The flight, from Geneva, Switzerland, was coming in for a landing at Heathrow Sunday around noon when the pilot reported that something struck the plane, a Metropolitan Police spokesman explained.

“A pilot on an inbound flight into Heathrow Airport from Geneva reported to police that he believed a drone had struck the aircraft.”

After being hit, the plane landed intact and was examined by engineers and cleared. According to the Evening Standard, Scotland Yard has begun an investigation. British Airways will assist police, including the Metropolitan Police’s aviation security unit (based at Heathrow) in the investigation, BBC News added. No arrests have been made.

Sunday’s hit wasn’t entirely unexpected, given the uptick in near-misses recently.

“Frankly it was only a matter of time before we had a drone strike given the huge numbers being flown around by amateurs who don’t understand the risks and the rules,” said Steve Landells, who is from the British Airline Pilots Association

According to NBC News, there were 40 near-misses with a plane in the U.K. last year; there were only nine such incidents in 2014. Here in the U.S., pilots have reported 650 drone sightings from January to August last year; 238 were reported in 2014.

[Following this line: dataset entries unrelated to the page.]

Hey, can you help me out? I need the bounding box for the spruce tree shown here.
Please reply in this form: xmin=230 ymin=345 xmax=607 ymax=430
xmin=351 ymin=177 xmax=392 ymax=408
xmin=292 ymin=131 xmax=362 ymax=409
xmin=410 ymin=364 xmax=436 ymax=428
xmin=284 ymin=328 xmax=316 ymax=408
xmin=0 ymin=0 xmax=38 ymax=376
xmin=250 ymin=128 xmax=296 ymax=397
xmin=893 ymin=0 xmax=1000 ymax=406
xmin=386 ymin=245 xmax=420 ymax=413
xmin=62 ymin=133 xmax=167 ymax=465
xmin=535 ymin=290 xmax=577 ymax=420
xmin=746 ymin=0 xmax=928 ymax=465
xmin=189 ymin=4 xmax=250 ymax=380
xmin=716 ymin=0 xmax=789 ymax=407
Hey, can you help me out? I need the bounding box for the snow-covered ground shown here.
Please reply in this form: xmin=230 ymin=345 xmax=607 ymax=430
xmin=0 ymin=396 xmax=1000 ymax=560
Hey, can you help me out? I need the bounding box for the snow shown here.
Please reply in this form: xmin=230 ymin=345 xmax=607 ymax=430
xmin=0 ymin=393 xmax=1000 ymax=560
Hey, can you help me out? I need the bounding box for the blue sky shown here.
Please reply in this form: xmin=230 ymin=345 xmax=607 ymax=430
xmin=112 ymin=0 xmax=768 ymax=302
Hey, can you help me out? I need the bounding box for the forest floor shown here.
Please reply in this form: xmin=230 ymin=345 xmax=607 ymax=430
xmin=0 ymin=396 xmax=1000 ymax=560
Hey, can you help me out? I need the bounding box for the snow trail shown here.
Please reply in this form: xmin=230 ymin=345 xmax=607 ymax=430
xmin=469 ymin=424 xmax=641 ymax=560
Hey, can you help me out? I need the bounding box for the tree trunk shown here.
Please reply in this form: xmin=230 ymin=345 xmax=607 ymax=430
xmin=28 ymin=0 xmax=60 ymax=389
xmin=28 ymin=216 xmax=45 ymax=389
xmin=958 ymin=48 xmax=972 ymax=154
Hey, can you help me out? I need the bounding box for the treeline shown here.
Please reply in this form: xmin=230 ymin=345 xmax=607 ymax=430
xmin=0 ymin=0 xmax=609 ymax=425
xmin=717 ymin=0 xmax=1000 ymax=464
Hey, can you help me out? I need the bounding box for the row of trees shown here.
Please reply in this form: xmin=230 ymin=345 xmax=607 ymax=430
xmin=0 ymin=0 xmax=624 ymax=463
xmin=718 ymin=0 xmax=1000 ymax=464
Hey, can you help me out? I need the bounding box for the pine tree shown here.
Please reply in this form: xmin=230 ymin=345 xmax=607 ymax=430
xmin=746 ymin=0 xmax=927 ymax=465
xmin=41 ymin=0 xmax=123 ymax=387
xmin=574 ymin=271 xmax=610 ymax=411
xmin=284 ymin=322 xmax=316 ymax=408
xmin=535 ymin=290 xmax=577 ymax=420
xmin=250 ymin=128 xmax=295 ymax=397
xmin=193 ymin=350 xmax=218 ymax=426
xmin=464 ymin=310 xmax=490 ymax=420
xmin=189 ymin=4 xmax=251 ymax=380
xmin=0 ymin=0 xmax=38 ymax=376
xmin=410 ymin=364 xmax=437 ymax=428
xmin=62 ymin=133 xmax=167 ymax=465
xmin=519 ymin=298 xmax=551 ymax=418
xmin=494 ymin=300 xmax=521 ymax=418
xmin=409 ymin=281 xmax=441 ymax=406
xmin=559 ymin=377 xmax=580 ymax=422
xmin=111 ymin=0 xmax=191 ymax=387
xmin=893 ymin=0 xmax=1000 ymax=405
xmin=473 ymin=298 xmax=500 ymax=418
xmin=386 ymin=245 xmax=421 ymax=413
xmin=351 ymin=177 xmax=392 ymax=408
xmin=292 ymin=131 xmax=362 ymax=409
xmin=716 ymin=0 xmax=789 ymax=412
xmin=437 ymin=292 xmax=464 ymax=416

British officials argue that the rules currently in place to regulate drones need to be enforced more strictly and new regulations added to the mix. The Civil Aviation Authority prohibits the unmanned aircraft from being flown above 400 feet and are not allowed near planes, helicopters, airports, and airfields.

After the drone hit the plane, British MP David Burrowes called the incident “appalling,” and he wants people who own such “gadgets” to register them with the government, which is already required in the U.S. Such a registration system, he said, would help police in the event of incidents like Sunday’s.

“You can’t just treat drones as an innocent leisure pursuit, it’s something that does and can cause serious security risks and potentially life-threatening risks.”

As to those “life-threatening risks,” officials don’t really know how a drone hit could affect a plane.

British pilots are calling for modeling tests to answer that question; the damage caused would be affected by the drone’s “size, direction of travel, and speed,” and where it hits the plane, said Oldham. Such collisions could be benign, like Sunday’s, or destroy an engine.

Bird strikes have been studied in depth, and those are dangerous (remember “Miracle on the Hudson” in 2009?). A computer model built by Virginia Tech engineers has hinted that a drone hit of a plane could be very serious.

One thing is certain: According to Virginia Tech’s Kevin Kochersberger, this research is “late in coming.”